Security researches at Bitdefender have found a new malware that targets Macs. The malware is called Eleanor and can do a whole lot of damage with attackers gaining access to your files, your webcam and the ability to execute code.
Eleanor comes disguised as a drag and drop file convertor called ‘EasyDoc Converter’. Once installed the application runs a malicious script that opens up a backdoor connection to a command and control web server via the encrypted Tor network. This allows attackers the ability to manipulate files, execute commands and scripts and send emails with attachments. It also gives attackers access to your webcam with the ability to capture videos and images.
Bitdefender warns that with this malware an attacker could “lock you out of your laptop, threaten to blackmail you to restore your private files or transform your laptop into a botnet to attack other devices.”
Am I infected?
The good news about this malware is that you’re only at risk if you have downloaded ‘EasyDoc Converter’ and installed it on your Mac.
The other good news is that by default, Macs have an extra security feature called Gatekeeper which stops unsigned applications from unidentified developers from running.

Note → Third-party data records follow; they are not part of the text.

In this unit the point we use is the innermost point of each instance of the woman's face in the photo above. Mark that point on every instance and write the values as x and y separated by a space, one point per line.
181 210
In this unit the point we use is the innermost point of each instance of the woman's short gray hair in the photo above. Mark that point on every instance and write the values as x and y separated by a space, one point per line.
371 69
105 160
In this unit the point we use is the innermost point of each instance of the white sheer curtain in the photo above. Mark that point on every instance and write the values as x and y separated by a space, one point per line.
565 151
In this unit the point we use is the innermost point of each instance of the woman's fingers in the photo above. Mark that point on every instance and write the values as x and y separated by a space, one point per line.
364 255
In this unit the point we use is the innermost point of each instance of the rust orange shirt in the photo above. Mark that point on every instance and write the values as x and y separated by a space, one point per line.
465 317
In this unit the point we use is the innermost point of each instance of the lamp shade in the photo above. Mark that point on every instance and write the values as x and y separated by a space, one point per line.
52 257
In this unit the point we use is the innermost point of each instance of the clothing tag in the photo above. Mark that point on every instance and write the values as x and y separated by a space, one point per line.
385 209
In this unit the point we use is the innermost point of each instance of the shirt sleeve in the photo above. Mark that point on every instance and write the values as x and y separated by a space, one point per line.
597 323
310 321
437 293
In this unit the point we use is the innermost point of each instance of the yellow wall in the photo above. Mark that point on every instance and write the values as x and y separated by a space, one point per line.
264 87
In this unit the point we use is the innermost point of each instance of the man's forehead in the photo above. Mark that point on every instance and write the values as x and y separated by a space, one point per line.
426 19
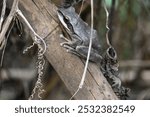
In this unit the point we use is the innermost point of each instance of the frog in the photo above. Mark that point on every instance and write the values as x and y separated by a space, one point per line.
69 3
80 34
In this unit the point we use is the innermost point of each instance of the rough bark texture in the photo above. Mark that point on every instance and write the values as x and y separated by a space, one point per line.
42 16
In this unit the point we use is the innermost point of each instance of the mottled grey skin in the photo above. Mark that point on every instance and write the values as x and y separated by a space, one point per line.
80 33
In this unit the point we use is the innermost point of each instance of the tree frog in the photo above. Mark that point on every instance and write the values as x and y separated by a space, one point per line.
80 32
69 3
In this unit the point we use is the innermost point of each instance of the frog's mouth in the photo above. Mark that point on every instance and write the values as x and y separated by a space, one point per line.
62 19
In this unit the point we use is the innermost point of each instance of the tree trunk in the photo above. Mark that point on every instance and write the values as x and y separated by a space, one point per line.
42 16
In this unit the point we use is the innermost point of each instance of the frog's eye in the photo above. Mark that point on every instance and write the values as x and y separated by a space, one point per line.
66 18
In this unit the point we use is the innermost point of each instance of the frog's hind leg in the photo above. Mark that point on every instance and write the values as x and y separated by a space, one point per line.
94 56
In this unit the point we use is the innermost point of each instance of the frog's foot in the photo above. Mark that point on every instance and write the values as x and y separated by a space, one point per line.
65 44
63 37
116 82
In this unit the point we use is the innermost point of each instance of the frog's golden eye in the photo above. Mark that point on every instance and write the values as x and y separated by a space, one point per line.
66 18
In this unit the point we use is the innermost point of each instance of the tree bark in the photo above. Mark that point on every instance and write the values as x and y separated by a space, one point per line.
42 16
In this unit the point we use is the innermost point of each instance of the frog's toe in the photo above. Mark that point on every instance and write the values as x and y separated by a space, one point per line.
117 83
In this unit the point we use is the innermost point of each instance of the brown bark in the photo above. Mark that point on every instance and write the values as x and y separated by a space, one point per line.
42 16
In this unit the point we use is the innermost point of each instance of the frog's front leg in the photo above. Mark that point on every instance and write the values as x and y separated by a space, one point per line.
94 55
71 43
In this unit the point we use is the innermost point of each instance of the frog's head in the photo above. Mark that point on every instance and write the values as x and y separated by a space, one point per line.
67 17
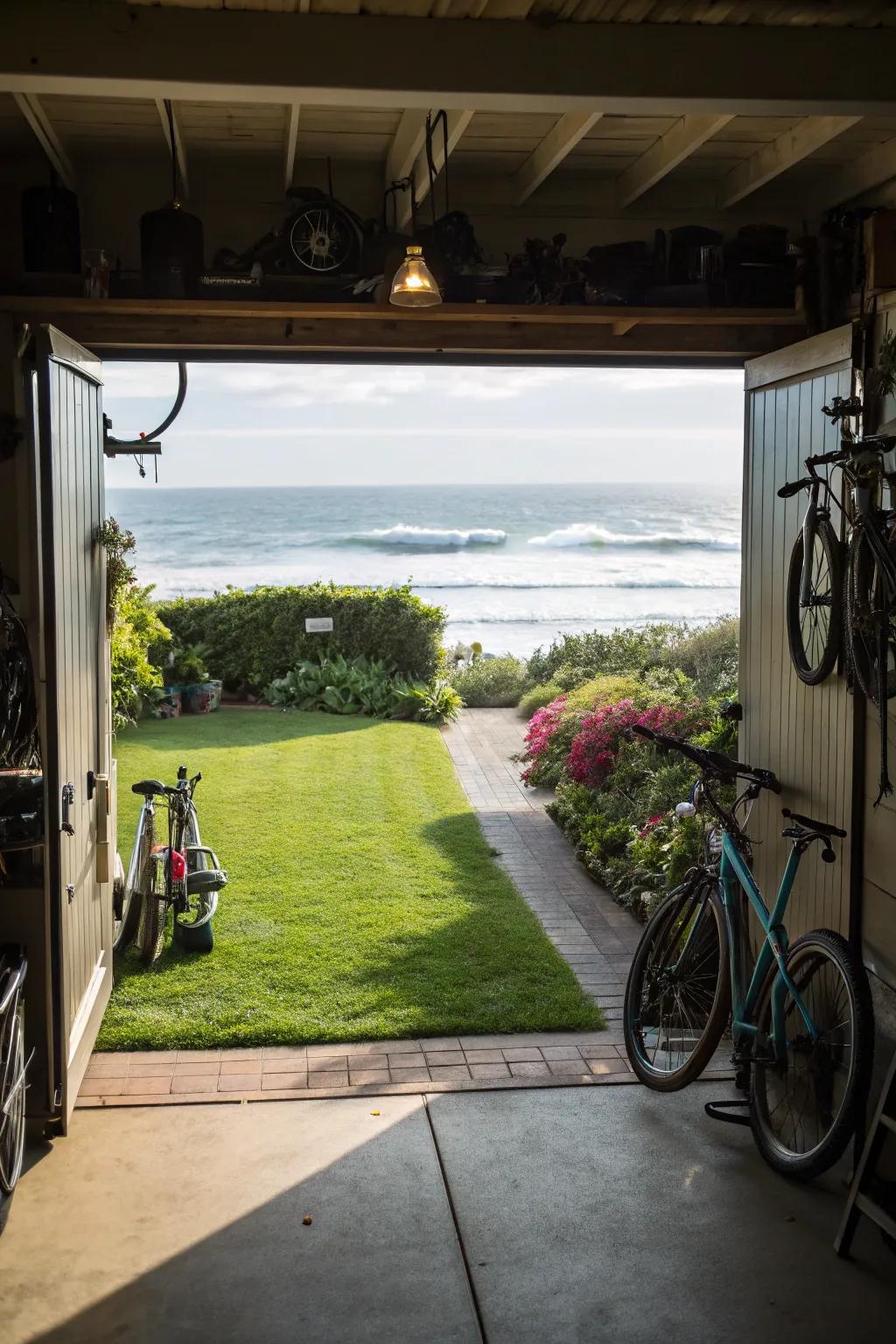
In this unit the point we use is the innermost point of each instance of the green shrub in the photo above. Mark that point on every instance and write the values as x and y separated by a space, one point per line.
710 656
578 657
491 683
135 628
251 639
363 686
537 696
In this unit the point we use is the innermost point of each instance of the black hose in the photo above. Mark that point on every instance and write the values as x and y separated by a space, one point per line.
170 418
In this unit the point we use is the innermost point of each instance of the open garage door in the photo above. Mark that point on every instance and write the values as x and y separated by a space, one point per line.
75 737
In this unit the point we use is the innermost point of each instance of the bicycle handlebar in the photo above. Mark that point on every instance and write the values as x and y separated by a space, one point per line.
712 762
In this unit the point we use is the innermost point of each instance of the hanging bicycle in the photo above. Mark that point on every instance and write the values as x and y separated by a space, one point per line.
845 593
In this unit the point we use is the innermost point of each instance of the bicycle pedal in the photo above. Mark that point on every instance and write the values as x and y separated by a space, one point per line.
718 1109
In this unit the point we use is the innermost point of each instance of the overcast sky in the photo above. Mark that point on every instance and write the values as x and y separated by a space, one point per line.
364 425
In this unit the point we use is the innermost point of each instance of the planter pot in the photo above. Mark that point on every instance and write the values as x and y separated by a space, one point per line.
168 706
202 697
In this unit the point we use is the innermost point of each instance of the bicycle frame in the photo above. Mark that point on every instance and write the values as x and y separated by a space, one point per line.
734 878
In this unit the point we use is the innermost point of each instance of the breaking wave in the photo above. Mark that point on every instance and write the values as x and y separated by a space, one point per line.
589 534
426 538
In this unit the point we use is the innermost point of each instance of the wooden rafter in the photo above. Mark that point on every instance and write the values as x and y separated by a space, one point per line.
457 124
176 148
361 60
406 145
564 136
32 110
853 179
290 137
669 150
780 155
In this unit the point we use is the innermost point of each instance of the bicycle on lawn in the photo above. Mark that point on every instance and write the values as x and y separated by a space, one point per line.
182 875
846 594
801 1015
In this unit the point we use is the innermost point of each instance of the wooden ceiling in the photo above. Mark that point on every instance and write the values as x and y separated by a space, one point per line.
728 12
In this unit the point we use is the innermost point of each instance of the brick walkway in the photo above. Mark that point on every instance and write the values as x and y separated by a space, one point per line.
594 934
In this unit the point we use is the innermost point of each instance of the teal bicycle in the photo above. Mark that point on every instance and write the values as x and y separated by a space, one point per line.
801 1015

So unless you disabled Gatekeeper and installed ‘EasyDoc Converter’ you should be safe.
My Mac's infected what now?
Ok, so if you did turn off Gatekeeper and installed the application you definitely have Eleanor on your Mac. If you still have access to your Mac you need to quickly download a good antivirus (Malwarebytes and Sophos have both already been updated to detect Eleanor), run a scan and delete any associated files.
How can I stop this from happening again?
Make sure that Gatekeeper is set to only allow applications from the Mac App Store and identified developers. You should never install applications from an untrusted source.
Hackers are getting smarter and smarter and cases of malware like Eleanor and Cryptolocker are on the rise. Once they have access to your data they can demand payment or threaten to destroy all your files, this is particularly dangerous is you have any business related data on your device. Our advice is to always follow the guidelines we’ve set out above and make sure you have a current Disaster Recovery Plan in place for your business.